Silicon Valley Bank stock tumbles on financial stocks

  • By James Clayton, Peter Hoskins and Annabelle Liang
  • in San Francisco and Singapore

source of images, Getty Images

Shares of banks around the world fell after unrest at a US bank raised fears of a wider problem for the financial sector.

On Thursday, shares of Silicon Valley Bank (SVB), a leading lender to tech start-ups, plunged after announcing plans to shore up its finances.

This had a ripple effect, with the four largest US banks losing over $50 billion in market value.

Shares of banks in Asia and Europe fell sharply on Friday.

Among UK banks, HSBC shares fell 5.6% and Barclay 3.5%.

Shares of SVB suffered their biggest one-day drop on Thursday, plunging more than 60% and losing another 20% in after-hours trading.

The fall came a day after the bank announced a $2.25bn (£1.9bn) share sale to boost its finances.

But more worrying for the bank, some start-ups that have money deposited have been advised to withdraw funds.

Hannah Chelkowski, founder of Blank Ventures, a fund that invests in fintech, told the BBC the situation was “wild”. She advises companies in her portfolio to withdraw funds.
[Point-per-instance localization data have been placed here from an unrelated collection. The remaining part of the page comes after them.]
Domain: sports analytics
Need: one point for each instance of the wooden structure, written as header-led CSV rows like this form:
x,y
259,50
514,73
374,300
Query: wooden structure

“It’s crazy how it’s unfolding like this. What’s interesting is that it’s the most start-up friendly bank and the start-ups supported through Covid. Now VCs are telling their holding companies to withdraw their funds,” she said.

“It’s brutal,” she added.

A crucial lender for start-ups, SVB is the banking partner for nearly half of the venture-backed U.S. tech and healthcare companies that went public last year.

SVB did not immediately respond to a BBC request for further comment.

In the broader market, there are concerns about the value of bonds held by banks, as rising interest rates have made such bonds less valuable.

Central banks around the world – including the US Federal Reserve and the Bank of England – have raised interest rates sharply as they try to rein in inflation.

Banks tend to hold large bond portfolios and therefore sit on large potential losses. The decline in the value of bonds held by banks is not necessarily a problem unless they are forced to sell them.

But if, like Silicon Valley Bank, lenders have to sell the bonds they hold at a loss, it could impact their profits.

“Banks are the victims of rising interest rates,” Ray Wang, founder and chief executive of Silicon Valley-based consultancy Constellation Research, told the BBC.

“Nobody at Silicon Valley Bank and in many places thought these interest rate hikes would have lasted this long. And I think that’s really what happened. They bet badly,” a- he added.

Russ Mould, chief investment officer at AJ Bell, said the ripple effect of problems at SVB showed that these types of events “often suggest vulnerabilities in the wider system”.

“The fact that SVB’s equity placement was accompanied by a sell-off of its bond portfolio raises concerns.

“Many banks hold large bond portfolios and rising interest rates are making them less valuable – the SVB situation is a reminder that many institutions are sitting on large unrealized losses on their fixed income holdings (obligations).”